Li voleva Urso, li volevano i sindacati. E finalmente arrivano i cinesi. Peccato però che in realtà sia un capolavoro commerciale – senza nessuna produzione – di Carlos Tavares. E cioè colui il quale doveva perderci e invece ci guadagna.

Il ceo di Stellantis dimostra tutta la sua abilità di manager ribaltando la sfida che gli è stata portata, rigirandola a proprio favore. Il piatto lo aveva apparecchiato a ottobre, annunciando la partenership con la start up cinese Leapmotor con un investimento da 1,5 miliardi di euro, acquisendo una partecipazione di circa il 20%. Oggi arriva l’annuncio dello sbarco in Europa della joint venture, la società al 51% di Stellantis che inonderà il mercato di auto cinesi a buon mercato. Qualsiasi automobilista lo sapeva già: sulle elettriche la differenza di prezzo tra i marchi cinesi (Mg in testa) e quelli occidentali (per non parlare di Tesla) è dell’ordine delle decine di migliaia di euro. E ora quella fetta di mercato – verosimilmente in grande espansione – arricchirà le tasche di Stellantis che ha promesso una «campagna aggressiva». Al grido di «siamo pronti a competere, il protezionismo non credo sia la soluzione», dice Tavares rispondendo a Biden che proprio ieri ha aumentato i dazi contro le auto di Pechino.

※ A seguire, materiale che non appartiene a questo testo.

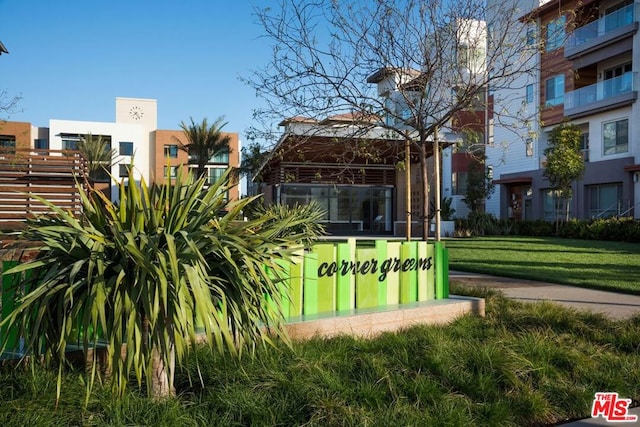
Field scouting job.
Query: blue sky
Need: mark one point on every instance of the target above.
(70, 59)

E a confutare ulteriormente le parole (anche) di ieri del ministro Urso: «Le affermazione di Tavares confermano le nostre analisi, è assolutamente necessario che in Italia ci sia almeno un secondo produttore d’auto» – arriva lo stesso ministro che deve ammettere il colpo di genio di Tavares: «In Italia ce ne è solo uno, che tra l’altro intende importare e vendere nella propria rete auto cinesi».
Durante la conferenza stampa congiunta con Zhu Jiangming, fondatore e Ceo del produttore cinese, è stato annunciato che da settembre i veicoli del gruppo di Hangzhou saranno distribuiti in nove paesi, compresi Francia e Spagna. «Il piano sarà supportato da 200 punti vendita, le concessionarie Stellantis & You», ha spiegato Tavares.

Inizialmente saranno importati due modelli, il suv C10, elettrico e ibrido plug-in, e la compatta full electric T03.

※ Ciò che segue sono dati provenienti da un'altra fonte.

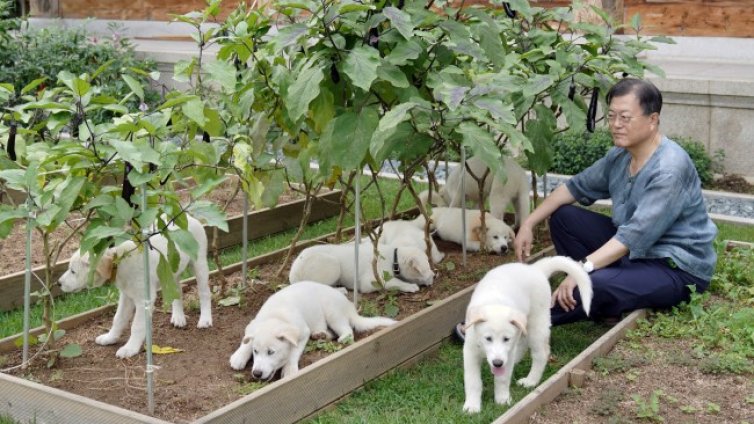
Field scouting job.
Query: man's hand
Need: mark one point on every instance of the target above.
(563, 295)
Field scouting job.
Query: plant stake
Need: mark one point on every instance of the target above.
(147, 307)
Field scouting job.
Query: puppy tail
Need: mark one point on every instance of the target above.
(361, 323)
(574, 270)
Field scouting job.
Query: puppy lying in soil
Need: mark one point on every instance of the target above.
(278, 334)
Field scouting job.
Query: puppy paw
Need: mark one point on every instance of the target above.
(527, 382)
(127, 351)
(504, 399)
(472, 407)
(106, 339)
(178, 320)
(204, 323)
(346, 338)
(411, 288)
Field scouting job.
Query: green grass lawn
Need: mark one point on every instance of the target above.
(432, 390)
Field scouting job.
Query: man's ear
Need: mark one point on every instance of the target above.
(105, 266)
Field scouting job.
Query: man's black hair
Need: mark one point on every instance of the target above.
(650, 98)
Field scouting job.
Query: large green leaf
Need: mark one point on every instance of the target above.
(482, 145)
(346, 139)
(65, 199)
(194, 110)
(394, 75)
(210, 214)
(387, 126)
(361, 66)
(540, 132)
(185, 241)
(400, 21)
(223, 73)
(138, 152)
(303, 91)
(404, 52)
(134, 85)
(288, 35)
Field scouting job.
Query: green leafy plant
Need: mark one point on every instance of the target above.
(575, 151)
(32, 54)
(649, 409)
(703, 162)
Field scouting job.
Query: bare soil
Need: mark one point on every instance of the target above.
(663, 369)
(194, 382)
(13, 248)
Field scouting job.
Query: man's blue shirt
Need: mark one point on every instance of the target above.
(660, 211)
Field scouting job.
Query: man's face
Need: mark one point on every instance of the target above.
(628, 123)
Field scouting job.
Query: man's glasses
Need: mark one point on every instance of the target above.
(613, 118)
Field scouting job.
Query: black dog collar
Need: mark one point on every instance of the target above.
(396, 265)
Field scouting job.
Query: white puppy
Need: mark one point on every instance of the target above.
(406, 233)
(447, 223)
(508, 312)
(129, 278)
(278, 334)
(333, 264)
(500, 194)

Come detto almeno per ora nessuna produzione e dunque ricaduta occupazionale. L’eventualità sarà prese «sulla base dei costi di trasformazione delle fabbriche e tenendo conto della qualità», ha detto Tavares. Per adesso non è previsto neppure trasferimento di tecnologia, seppure sia chiaro che sull’elettrico ormai i cinesi hanno livelli quanto meno simili agli occidentali.

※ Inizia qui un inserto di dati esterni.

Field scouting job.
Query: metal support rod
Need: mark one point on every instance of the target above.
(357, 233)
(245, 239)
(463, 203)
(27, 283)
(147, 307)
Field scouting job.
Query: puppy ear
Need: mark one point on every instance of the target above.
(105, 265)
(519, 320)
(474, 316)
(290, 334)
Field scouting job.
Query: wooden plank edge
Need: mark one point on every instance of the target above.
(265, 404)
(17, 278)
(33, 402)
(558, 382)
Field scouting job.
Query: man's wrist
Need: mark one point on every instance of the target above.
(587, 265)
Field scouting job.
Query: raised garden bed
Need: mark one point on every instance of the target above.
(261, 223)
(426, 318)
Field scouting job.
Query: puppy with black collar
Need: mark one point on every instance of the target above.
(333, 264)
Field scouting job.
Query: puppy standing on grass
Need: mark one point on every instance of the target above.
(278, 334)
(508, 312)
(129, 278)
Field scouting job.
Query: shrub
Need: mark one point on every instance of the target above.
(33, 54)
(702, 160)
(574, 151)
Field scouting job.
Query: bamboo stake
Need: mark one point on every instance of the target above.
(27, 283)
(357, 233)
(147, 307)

Dunque semplice commercializzazione di auto cinesi. Esattamente come fa Dr, la fabbrichetta di Di Risio che doveva fare concorrenza a Fca con grossi sponsor politici e mediatici e invece continua a mettere la targhetta Dr su auto completamente prodotte in Cina e immatricolate nello stabilimento a Macchia di Isernia con soli 150 dipendenti.

Capita l’antifona, tutti i sindacati usano la notizia per ribadire la richiesta al governo dell’illuso Urso: «Serve un confronto a palazzo Chigi con Stellantis».

«La produzione e l’assemblaggio dei modelli Leapmotor siano negli stabilimenti italiani, Stellantis ha una responsabilità sociale verso i lavoratori che, a differenza di altri paesi, sono in cassa integrazione», attacca Samuele Lodi della Fiom.